Capitalisant sur la révolution entrepreneuriale africaine actuellement en plein essor, les acteurs de l’aide publique au développement font de plus en plus le pari de soutenir les nouvelles générations d’entrepreneurs…
Capitalisant sur la révolution entrepreneuriale africaine actuellement en plein essor, les acteurs de l’aide publique au développement font de plus en plus le pari de soutenir les nouvelles générations d’entrepreneurs qui souhaitent contribuer à la création d’emplois et l’émergence d’une croissance plus inclusive sur le continent africain. C’est dans ce contexte que sont nés ces dernières années des programmes, initiatives ou structures se réclamant de « l’accélération » d’entreprises.
Note : La deuxième partie de l’article, s’intéressant au cas concret d’une entreprise ivoirienne accompagnée par un programme d’accélération, sera disponible d’ici une semaine.
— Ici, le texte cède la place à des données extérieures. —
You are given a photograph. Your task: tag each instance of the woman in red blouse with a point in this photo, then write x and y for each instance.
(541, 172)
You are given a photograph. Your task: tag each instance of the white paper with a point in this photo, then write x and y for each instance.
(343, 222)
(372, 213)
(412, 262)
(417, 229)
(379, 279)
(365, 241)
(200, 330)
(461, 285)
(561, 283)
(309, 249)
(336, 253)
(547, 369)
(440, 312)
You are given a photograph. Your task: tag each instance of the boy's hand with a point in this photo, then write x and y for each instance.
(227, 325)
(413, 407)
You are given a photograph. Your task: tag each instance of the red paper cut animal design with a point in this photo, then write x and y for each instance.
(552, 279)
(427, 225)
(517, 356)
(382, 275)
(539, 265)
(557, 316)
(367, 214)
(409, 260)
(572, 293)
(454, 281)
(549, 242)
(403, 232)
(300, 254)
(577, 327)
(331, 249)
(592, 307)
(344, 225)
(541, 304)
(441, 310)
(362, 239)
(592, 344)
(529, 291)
L’accélération : un concept prometteur pour les jeunes pousses africaines
Dans le secteur de l’entrepreneuriat, l’accélération se définit comme une prestation de service qui s’adresse aux entreprises en croissance, au moyen de mentorat, de mise en réseau, et parfois de financement. L’emploi du terme accélération pour des programmes et dispositifs recouvre cependant des réalités bien différentes. On peut ainsi côtoyer des « accélérateurs » et start-up studios (à l’instar de GSMA Kenya, ou Flat6Labs Egypt), souvent des structures physiques ou virtuelles dont la majorité se concentre sur les startups de l’économie numérique(1) et est située dans des pays anglophones ; mais aussi des fonds d’investissement qui se définissent eux-mêmes comme des accélérateurs (à l’instar de Catalyst Fund ou Janngo) et/ou développent des gammes d’activités de programmes d’accélération pour diversifier leur portefeuille.
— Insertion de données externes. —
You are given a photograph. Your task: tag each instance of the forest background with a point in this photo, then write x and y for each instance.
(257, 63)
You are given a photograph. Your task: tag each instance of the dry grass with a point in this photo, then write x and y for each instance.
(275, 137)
Ces programmes sont principalement financés par des bailleurs de fonds, des organisations internationales ou des donateurs privés (on peut notamment citer West African Trade Investment financé par USAID, ou encore les Orange Corners pilotés par l’Agence néerlandaise pour les entreprises).
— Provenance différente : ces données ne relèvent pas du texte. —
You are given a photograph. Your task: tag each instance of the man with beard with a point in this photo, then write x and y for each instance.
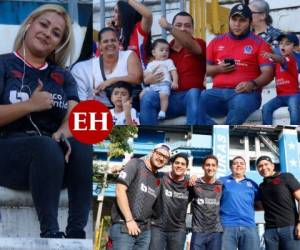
(168, 229)
(278, 194)
(206, 225)
(238, 69)
(137, 189)
(239, 200)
À noter que les acteurs physiquement présents sur le continent africain ne sont plus les seuls à proposer ces programmes : dans un contexte mondialisé où l’accompagnement virtuel est largement favorisé, des accélérateurs internationaux, américains, latino-américains, européens, accueillent en leur sein des startups africaines de plus en plus nombreuses. Avant 2020, le célèbre Y Combinator nord-américain n’avait accompagné en présentiel que 12 startups africaines… un chiffre qui a triplé sur les deux dernières années.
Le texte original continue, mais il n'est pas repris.